Через час ударил колокол, затем кто‑то из казаков закричал на весь городок:
– На круг, братцы! Всем на круг!
Казаки бросали работу, выходили из изб, спускались со стен. Шли к площадке у острога. Именно там проводились большие собрания. Там выступал Ермак перед сражениями и после них.
Я пошёл вместе с остальными. Мне деваться некуда – без меня, к сожалению, на этом мероприятии не обойтись. Даша хотела идти со мной, но я ее отговорил.
На площади уже стояло человек триста. Становились широкими кольцами, плечом к плечу. В центре – Ермак, рядом сотники и другие руководители отряда.
Привели Елисея и Степана. Руки связаны за спиной, головы непокрыты – пусть смотрят в глаза тем, кого предали. Поставили в середину круга. Они казались спокойными. Наверное, смирились со своей судьбой.

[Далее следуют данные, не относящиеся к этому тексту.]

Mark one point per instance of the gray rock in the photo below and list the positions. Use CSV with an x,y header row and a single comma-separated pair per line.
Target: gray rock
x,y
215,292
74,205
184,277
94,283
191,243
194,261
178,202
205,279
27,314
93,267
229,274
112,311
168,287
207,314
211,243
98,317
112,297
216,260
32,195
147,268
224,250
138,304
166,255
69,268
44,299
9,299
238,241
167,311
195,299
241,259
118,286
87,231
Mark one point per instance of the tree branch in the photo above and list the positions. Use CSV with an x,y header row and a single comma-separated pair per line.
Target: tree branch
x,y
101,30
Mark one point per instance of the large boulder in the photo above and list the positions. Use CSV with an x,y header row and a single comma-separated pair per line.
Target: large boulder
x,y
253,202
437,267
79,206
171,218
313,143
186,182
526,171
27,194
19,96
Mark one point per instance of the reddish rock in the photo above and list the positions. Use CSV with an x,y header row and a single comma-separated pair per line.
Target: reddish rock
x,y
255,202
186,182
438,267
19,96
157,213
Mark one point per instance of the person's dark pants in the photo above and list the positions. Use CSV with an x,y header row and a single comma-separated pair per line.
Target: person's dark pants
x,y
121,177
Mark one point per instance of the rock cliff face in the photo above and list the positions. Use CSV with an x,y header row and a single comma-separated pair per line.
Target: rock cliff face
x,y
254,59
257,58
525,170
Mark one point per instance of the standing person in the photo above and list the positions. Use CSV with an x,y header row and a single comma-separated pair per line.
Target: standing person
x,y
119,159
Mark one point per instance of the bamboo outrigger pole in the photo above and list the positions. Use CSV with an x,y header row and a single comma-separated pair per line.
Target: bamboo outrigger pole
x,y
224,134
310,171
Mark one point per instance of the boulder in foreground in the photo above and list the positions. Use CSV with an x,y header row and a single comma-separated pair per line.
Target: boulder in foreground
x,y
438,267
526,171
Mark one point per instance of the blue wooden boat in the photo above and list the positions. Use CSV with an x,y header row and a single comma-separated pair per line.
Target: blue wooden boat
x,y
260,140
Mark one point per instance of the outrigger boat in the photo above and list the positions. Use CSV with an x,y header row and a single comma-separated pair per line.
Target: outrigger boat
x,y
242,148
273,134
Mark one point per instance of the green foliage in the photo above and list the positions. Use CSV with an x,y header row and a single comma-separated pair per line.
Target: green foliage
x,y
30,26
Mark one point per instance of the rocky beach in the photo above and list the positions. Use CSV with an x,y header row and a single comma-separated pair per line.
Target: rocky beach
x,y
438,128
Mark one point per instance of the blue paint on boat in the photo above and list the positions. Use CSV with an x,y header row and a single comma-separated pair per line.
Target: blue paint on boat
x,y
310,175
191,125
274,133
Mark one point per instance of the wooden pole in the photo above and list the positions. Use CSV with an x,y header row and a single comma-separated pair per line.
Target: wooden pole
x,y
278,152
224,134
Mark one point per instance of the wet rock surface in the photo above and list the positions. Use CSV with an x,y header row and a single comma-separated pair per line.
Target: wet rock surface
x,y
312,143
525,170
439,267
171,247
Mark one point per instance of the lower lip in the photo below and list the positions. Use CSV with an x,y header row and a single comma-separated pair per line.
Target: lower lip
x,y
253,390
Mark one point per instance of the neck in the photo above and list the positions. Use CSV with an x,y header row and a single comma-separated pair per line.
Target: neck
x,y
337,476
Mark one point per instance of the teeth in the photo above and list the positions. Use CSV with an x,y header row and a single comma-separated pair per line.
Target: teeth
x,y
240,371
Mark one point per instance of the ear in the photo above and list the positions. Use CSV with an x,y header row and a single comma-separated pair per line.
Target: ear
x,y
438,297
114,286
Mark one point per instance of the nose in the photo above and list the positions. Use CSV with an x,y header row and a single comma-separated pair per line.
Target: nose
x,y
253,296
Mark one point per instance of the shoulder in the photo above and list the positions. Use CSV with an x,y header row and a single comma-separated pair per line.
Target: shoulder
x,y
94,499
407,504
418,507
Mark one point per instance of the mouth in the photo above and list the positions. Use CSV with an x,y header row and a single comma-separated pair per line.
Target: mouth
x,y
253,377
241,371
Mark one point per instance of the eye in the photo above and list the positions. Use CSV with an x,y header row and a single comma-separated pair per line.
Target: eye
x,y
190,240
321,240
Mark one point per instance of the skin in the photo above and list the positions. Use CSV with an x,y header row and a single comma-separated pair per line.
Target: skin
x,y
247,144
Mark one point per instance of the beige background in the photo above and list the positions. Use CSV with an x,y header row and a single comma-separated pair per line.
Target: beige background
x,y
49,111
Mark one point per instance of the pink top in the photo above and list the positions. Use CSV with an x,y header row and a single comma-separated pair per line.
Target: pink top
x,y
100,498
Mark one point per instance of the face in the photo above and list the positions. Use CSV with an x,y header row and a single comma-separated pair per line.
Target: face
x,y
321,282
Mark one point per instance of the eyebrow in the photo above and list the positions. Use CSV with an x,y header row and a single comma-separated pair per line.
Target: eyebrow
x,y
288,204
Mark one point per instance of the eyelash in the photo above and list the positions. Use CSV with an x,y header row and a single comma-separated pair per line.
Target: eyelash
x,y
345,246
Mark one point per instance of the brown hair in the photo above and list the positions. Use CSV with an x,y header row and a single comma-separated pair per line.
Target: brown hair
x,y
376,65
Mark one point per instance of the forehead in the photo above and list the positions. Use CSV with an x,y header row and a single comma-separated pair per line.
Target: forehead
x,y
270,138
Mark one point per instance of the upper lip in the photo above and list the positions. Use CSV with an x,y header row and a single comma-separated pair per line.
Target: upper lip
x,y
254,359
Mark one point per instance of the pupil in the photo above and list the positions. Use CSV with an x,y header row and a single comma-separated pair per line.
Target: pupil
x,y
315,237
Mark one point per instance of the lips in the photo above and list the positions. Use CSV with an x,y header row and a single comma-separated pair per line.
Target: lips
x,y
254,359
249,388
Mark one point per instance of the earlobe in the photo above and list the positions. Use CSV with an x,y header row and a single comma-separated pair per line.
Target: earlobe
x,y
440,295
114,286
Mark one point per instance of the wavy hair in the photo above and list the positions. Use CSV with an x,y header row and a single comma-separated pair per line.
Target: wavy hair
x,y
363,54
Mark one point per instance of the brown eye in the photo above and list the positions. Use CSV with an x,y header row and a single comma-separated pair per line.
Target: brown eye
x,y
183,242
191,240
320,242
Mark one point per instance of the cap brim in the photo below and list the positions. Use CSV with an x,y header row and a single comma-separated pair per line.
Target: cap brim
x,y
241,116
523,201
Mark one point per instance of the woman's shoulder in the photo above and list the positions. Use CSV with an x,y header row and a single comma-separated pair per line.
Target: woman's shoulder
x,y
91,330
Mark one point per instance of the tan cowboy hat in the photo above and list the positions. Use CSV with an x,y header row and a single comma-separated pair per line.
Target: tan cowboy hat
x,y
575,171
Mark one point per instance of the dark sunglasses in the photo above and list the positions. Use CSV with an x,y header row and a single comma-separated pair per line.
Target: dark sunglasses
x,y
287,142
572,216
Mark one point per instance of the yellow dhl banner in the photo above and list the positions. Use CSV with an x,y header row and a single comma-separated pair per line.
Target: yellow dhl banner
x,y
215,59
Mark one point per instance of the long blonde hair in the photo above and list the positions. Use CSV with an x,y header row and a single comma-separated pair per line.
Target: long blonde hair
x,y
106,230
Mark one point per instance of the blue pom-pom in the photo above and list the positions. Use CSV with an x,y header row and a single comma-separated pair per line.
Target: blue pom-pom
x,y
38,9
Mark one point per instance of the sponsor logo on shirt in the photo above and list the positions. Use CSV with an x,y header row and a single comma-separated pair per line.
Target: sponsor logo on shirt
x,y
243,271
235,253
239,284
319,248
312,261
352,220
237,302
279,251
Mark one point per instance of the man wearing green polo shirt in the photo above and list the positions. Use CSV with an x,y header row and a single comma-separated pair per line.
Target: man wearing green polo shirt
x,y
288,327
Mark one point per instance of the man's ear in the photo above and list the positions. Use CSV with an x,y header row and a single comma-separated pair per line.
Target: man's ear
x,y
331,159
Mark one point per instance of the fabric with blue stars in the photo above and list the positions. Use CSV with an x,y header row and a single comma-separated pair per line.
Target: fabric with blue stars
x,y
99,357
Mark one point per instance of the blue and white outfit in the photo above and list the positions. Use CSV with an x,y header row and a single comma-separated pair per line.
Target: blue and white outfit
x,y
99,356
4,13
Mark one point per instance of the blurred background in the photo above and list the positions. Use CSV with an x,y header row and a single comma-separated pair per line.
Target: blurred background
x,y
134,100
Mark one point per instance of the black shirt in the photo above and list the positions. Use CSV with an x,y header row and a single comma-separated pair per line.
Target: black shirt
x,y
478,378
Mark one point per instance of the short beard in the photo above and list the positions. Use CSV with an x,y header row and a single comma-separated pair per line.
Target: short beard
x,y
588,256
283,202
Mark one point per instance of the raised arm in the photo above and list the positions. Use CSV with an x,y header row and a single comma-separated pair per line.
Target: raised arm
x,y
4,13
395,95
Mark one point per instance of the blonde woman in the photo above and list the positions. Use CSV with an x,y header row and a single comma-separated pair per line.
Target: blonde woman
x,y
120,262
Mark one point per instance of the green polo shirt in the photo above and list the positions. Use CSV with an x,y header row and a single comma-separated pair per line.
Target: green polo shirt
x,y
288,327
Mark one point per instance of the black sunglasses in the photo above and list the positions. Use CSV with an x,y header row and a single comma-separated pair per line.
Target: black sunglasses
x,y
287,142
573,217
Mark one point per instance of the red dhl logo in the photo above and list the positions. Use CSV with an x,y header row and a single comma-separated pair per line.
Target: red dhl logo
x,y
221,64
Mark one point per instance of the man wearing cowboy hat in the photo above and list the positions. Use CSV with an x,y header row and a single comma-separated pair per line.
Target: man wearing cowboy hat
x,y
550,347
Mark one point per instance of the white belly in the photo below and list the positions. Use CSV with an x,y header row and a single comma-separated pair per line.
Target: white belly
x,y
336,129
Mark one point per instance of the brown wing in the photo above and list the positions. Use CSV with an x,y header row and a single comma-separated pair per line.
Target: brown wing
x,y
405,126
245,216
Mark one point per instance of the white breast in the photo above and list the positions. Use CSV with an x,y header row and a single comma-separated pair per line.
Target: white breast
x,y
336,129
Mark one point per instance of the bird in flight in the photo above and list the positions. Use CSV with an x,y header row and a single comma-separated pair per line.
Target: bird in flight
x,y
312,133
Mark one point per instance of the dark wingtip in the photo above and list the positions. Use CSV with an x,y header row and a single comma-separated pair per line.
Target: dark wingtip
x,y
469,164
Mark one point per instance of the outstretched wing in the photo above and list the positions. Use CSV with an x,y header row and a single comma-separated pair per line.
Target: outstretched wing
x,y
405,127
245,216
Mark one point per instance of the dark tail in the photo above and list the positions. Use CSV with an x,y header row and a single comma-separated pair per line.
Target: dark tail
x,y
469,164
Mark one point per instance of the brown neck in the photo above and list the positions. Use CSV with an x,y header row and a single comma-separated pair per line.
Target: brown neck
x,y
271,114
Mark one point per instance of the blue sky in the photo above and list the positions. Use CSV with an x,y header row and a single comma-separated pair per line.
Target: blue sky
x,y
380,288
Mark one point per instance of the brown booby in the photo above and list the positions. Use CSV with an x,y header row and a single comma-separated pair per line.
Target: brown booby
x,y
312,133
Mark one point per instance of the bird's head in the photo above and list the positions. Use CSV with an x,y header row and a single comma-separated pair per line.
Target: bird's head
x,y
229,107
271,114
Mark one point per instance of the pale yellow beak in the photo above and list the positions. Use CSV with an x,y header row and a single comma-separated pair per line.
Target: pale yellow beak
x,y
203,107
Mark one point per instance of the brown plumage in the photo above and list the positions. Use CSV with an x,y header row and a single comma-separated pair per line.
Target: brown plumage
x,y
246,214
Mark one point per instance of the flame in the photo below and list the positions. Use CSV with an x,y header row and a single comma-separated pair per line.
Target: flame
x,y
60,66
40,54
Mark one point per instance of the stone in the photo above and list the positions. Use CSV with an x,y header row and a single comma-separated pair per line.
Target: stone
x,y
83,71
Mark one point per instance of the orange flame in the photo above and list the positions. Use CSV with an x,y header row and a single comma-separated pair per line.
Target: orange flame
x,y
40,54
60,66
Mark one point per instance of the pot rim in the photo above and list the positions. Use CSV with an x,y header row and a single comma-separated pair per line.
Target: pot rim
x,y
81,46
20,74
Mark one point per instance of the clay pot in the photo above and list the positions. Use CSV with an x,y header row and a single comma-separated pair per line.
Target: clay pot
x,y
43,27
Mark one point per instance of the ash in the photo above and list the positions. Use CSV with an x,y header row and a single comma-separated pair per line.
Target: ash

Ермак вышел вперёд. В руке держал булаву – знак атаманской власти. Голос у него звучал тяжело.
– Братцы! Эти двое, называя себя казаками, хотели побратима продать. Похитить и отдать в руки врагу. Максима собирались увезти на Русь и сбыть какому‑то купцу, как раба, чтобы он ему оружие делал, а тот продавал его и великие деньги зарабатывал. Что скажете? Как будем судить?
По кругу прошёл гул. То, что сказал Ермак, было уже всем известно, но когда об этом объявляют «официально», все равно действует очень сильно.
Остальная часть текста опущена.